Biard mériterait d’occuper une place plus élevée dans le panthéon du romantisme français tant il cumule des caractères de son siècle : aventurier, il a exploré les contrées les plus reculées du globe ; réalisant l’une des aspirations esthétiques du romantisme, son oeuvre prodigieusement variée ignore la hiérarchie des genres ; lorsque sa vie privée l’expose au scandale, c’est parce que sa femme est prise en flagrant délit d’adultère avec Victor Hugo ; enfin, si Baudelaire méprise son art, Musset, Mérimée et Gautier l’apprécient.

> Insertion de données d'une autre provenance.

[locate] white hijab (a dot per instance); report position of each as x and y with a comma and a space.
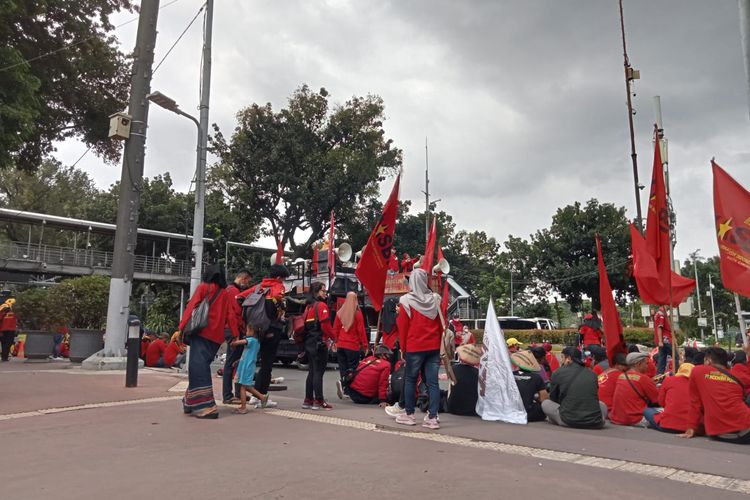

Quoique formé à Lyon, où il exposa régulièrement tout au long de sa vie, cet élève éphémère de Révoil et de Richard s’est trop tôt éloigné de l’école lyonnaise pour y être identifié de quelque manière. L’horizon que lui offre sa patrie est en effet trop étroit pour qu’il supporte de s’y cantonner, et, après avoir fait ses premiers pas à Paris au Salon de 1824, il cède à l’appel du large et s’embarque en 1827 sur une corvette d’instruction, La Bayadère, à bord de laquelle il fait le tour du bassin méditerranéen. En 1839, il participe à une expédition qui fait beaucoup pour sa légende, au Spitzberg et en Laponie, dirigée par le naturaliste Paul Gaimard. Léonie d’Aunet, que Biard épouse l’année suivante, en publiera le récit en 1854, et le peintre en tirera les sujets de plusieurs tableaux qui inaugurent la vogue de l’exotisme boréal. Le voyage au Brésil de 1858 à 1860 est sans doute celui dont l’influence est la plus durable. Après y avoir conquis le monde civilisé, en devenant l’ami de l’empereur Pedro II et en fondant une académie à Rio de Janeiro, il explore le monde sauvage, remonte l’Amazonie, et « accomplit des exploits réels ou imaginaires1 ». Atteint de fièvre, il prend congé de l’empereur pour se rendre aux États-Unis, où il approfondit son étude de l’esclavagisme qu’il avait déjà exploré dix ans plus tôt en peignant L’Abolition de l’esclavage dans les colonies françaises en 1848 (Versailles, Musée national du château). Toute son oeuvre témoigne d’une invention sans borne, cherchant sans cesse des sujets nouveaux, extraordinaires ou truculents.

Le Bedeau ivre appartient au registre burlesque qui, parallèlement au genre ethnographique, a assuré à Biard sa grande popularité – il « sait que la foule attend chaque année de lui quelque composition drolatique2 », observe un chroniqueur en 1847. La perte du titre originel empêche de comprendre tous les tenants de l’action de cette comédie, mais si l’origine de l’odeur nauséabonde qui fait se boucher le nez aux comparses de l’arrière-plan ne se devine pas, il semble bien que la cause du désordre dans la sacristie soit le bedeau ivre – il est revêtu de la soprana caractéristique et coiffé de la barrette cléricale – que sa chute n’empêche pas de continuer à singer le prêtre donnant son homélie. Dans une autre composition (ill. 1), deuxième acte d’une comédie à épisodes, le prêtre dénonce avec véhémence le péché de son officier inconséquent devant une assemblée de fidèles troublés ou hilares. La variété des expressions et grimaces que la farce permet à Biard de décliner, s’inscrit dans le prolongement des recherches antérieures d’un Louis Léopold Boilly, avec en plus un sens du comique de situation. (M.K.)

 

 

 

1. Selon les termes d’Élisabeth Hardouin-Fugier à qui l’essentiel de cette biographie est emprunté, voir sa notice dans Paysagistes lyonnais, 1800-1900, cat. exp. Lyon, musée des Beaux-Arts, 1984, p. 80-83.
2. A. J. D., «Beaux-Arts. – Salon de 1847. 6e article», L’Illustration, 8 mai 1847, p. 156.